Listening to my mom play guitar at our family’s cottage as our numerous guests sang along, I was only half enjoying myself. The other half was looking forward to a time when I could think back wistfully on my mom playing guitar at our family’s cottage as our guests sang along. I felt so removed from my daily existence that I even, for a time, narrated my life to myself, embellishing it with melodrama–“He turns the doorknob slo-o-owly”–as though it were a dime-store thriller, and I some hapless hero. I was ten years old.

Every summer, the families of my mom’s Bible Study cohort, or her folk music ensemble, would visit our family’s cottage for a weekend.
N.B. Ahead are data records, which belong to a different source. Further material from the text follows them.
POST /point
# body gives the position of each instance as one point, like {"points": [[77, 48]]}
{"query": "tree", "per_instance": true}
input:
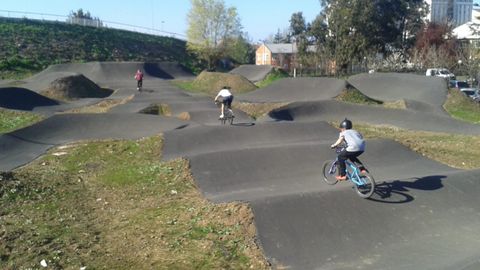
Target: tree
{"points": [[241, 51], [362, 28], [83, 18], [436, 47], [298, 29], [212, 27]]}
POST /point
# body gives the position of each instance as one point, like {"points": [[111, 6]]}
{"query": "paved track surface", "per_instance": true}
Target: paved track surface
{"points": [[253, 73], [424, 215], [420, 92], [297, 89]]}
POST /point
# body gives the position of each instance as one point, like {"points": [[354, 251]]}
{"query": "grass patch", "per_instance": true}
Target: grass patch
{"points": [[11, 120], [449, 149], [256, 110], [462, 107], [114, 205], [276, 74]]}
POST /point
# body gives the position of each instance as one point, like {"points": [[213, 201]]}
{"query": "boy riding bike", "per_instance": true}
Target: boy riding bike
{"points": [[355, 146], [227, 99]]}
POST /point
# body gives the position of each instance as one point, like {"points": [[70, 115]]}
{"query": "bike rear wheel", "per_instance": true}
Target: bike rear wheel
{"points": [[329, 172], [367, 188]]}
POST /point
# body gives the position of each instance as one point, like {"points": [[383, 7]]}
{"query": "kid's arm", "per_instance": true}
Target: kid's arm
{"points": [[339, 141]]}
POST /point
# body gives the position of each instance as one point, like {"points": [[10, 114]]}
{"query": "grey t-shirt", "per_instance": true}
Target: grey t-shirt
{"points": [[354, 140]]}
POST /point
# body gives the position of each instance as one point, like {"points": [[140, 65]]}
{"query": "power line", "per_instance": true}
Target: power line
{"points": [[130, 27]]}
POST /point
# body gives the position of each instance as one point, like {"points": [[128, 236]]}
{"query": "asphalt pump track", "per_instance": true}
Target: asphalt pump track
{"points": [[424, 215]]}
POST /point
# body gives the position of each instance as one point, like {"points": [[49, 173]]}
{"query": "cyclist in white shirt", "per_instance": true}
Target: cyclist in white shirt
{"points": [[355, 146], [226, 99]]}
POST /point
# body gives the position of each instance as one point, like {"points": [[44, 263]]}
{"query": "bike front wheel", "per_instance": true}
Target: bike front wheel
{"points": [[367, 186], [329, 172]]}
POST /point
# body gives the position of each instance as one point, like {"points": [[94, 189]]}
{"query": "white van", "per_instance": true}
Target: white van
{"points": [[440, 72]]}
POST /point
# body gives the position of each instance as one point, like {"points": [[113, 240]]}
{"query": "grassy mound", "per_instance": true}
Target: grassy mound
{"points": [[28, 46], [449, 149], [74, 87], [462, 107], [211, 82], [115, 205]]}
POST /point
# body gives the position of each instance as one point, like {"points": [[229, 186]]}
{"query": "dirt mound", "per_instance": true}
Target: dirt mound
{"points": [[74, 87], [212, 82], [23, 99]]}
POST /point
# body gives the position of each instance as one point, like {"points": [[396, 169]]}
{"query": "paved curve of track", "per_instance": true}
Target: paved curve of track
{"points": [[424, 215]]}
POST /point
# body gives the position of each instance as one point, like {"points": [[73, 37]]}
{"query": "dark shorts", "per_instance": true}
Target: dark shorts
{"points": [[227, 101]]}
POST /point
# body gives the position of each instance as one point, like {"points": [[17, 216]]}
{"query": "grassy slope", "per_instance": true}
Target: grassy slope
{"points": [[28, 46], [114, 205], [450, 149], [462, 107], [276, 74], [11, 120]]}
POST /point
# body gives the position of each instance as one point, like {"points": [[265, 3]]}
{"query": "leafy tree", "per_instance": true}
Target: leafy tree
{"points": [[80, 14], [299, 29], [361, 28], [241, 51], [436, 47], [278, 37], [83, 18], [297, 24], [212, 27]]}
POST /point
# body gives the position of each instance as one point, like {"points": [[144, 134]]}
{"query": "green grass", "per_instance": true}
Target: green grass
{"points": [[462, 107], [271, 77], [450, 149], [28, 46], [115, 205], [11, 120]]}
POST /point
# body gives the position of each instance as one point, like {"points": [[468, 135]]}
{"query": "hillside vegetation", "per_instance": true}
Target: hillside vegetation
{"points": [[28, 46]]}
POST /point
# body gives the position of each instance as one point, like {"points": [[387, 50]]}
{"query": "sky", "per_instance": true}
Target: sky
{"points": [[259, 18]]}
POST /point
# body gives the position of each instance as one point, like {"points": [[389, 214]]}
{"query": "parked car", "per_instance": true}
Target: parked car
{"points": [[471, 93], [458, 84], [440, 72]]}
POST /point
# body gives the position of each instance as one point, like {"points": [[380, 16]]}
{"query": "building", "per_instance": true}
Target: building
{"points": [[281, 55], [456, 12], [277, 55]]}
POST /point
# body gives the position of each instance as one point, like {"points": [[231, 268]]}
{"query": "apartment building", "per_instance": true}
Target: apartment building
{"points": [[456, 12]]}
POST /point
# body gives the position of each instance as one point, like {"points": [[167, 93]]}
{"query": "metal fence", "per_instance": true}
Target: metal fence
{"points": [[88, 22]]}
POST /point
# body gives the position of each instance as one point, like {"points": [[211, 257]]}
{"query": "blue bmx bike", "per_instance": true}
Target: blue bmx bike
{"points": [[363, 183]]}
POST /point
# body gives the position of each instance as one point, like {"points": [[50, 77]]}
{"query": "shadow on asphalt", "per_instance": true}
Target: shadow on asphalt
{"points": [[243, 124], [397, 191]]}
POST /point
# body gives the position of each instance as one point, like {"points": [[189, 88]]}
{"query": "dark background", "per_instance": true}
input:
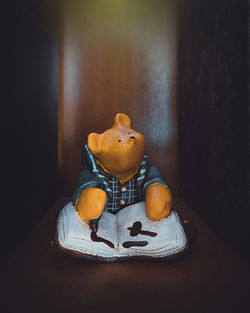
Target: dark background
{"points": [[213, 116]]}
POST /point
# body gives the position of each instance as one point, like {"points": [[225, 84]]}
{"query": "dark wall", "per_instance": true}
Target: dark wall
{"points": [[29, 118], [213, 115]]}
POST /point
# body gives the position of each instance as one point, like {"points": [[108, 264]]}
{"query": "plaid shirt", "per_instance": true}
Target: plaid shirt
{"points": [[118, 195], [122, 194]]}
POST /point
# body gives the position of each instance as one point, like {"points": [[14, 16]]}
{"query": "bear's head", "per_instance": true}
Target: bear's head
{"points": [[120, 149]]}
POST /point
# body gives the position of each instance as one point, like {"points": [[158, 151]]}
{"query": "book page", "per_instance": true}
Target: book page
{"points": [[75, 234], [138, 235]]}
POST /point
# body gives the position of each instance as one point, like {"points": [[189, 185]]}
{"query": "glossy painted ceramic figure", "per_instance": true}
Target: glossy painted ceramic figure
{"points": [[117, 160]]}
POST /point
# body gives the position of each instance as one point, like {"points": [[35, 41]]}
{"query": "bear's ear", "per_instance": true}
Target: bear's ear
{"points": [[94, 143], [121, 120]]}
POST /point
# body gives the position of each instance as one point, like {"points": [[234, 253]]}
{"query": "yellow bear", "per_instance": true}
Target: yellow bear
{"points": [[117, 173]]}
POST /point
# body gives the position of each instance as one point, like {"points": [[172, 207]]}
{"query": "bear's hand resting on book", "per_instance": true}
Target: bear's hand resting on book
{"points": [[158, 201], [90, 204]]}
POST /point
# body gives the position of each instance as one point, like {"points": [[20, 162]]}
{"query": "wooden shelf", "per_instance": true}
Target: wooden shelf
{"points": [[209, 279]]}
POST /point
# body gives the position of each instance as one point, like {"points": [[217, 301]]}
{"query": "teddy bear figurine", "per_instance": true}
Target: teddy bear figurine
{"points": [[117, 174]]}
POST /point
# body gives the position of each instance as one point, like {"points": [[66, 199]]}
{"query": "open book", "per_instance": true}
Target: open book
{"points": [[129, 233]]}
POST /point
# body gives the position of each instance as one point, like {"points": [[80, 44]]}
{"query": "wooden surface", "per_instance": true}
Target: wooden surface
{"points": [[118, 56], [210, 279]]}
Each family was responsible for cooking one meal for the entire group. Red Coleman coolers descended onto our red linoleum dining-room floor. One invariably held hot dogs, one sloppy joes. Another was probably refrigerating the makings of shredded chicken sandwiches.
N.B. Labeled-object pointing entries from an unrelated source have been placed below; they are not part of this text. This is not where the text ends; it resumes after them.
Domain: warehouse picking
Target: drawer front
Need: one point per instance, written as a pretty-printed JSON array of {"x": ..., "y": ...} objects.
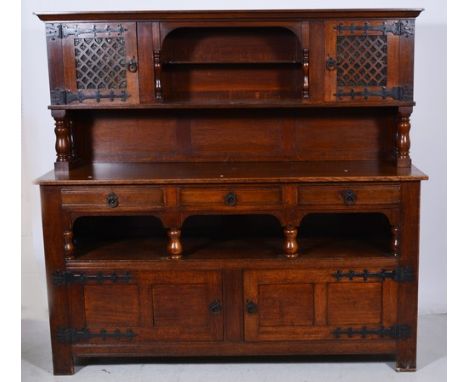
[
  {"x": 230, "y": 197},
  {"x": 113, "y": 198},
  {"x": 349, "y": 195}
]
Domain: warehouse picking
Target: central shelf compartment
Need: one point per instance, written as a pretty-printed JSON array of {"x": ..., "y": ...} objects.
[
  {"x": 232, "y": 237},
  {"x": 248, "y": 63}
]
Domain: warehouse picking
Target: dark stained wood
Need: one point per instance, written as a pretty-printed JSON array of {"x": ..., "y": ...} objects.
[
  {"x": 408, "y": 293},
  {"x": 230, "y": 14},
  {"x": 239, "y": 173},
  {"x": 233, "y": 172},
  {"x": 55, "y": 261},
  {"x": 145, "y": 67},
  {"x": 354, "y": 304},
  {"x": 113, "y": 306}
]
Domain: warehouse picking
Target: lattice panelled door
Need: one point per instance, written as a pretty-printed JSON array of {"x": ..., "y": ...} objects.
[
  {"x": 100, "y": 63},
  {"x": 362, "y": 60}
]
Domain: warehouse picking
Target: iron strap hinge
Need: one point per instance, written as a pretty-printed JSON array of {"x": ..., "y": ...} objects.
[
  {"x": 400, "y": 274},
  {"x": 398, "y": 332},
  {"x": 54, "y": 31},
  {"x": 66, "y": 277},
  {"x": 72, "y": 335},
  {"x": 398, "y": 28},
  {"x": 65, "y": 97},
  {"x": 399, "y": 93}
]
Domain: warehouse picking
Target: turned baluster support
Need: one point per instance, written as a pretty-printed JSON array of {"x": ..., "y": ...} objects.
[
  {"x": 157, "y": 74},
  {"x": 403, "y": 142},
  {"x": 395, "y": 240},
  {"x": 68, "y": 247},
  {"x": 63, "y": 141},
  {"x": 174, "y": 247},
  {"x": 305, "y": 69},
  {"x": 290, "y": 246}
]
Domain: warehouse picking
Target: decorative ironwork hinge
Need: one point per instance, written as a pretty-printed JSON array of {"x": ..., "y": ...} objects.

Surrounded by this red-and-white wagon train was our pale yellow table, painted by my grandmother, who had also applied the Pennsylvania Dutch decals along its perimeter. The table’s chairs, bent metal beasts, matched the table, and had orange vinyl upholstery to protect them from soggy bathing suits. The main dish would be set in the middle, with side dishes and snacks all around: Macaroni and cheese, three-bean salad, Ruffles with French onion dip, pasta salad, pickled eggs, or deviled. Then there were the desserts: variations on brownies, chocolate chip cookies with more butter than flour, a Jell-o salad or two, flattened buckeyes.

We kids served ourselves first, plopping a little bit of each homemade dish onto our segmented plastic plates. We each had a plastic cup we’d written our names on. If we didn’t fill this with Fresca, or Sprite, or Vernor’s ginger ale, we could also choose a kid-sized Sunny Delight or a barrel-shaped , foil-sealed Lil’ Chug that always left a sharpness in the back of my throat. Soon enough—our plates emptied, our drinks cached, and our bellies several cookies overstuffed—we’d head back outside, to explore the woods or splash around in the lake.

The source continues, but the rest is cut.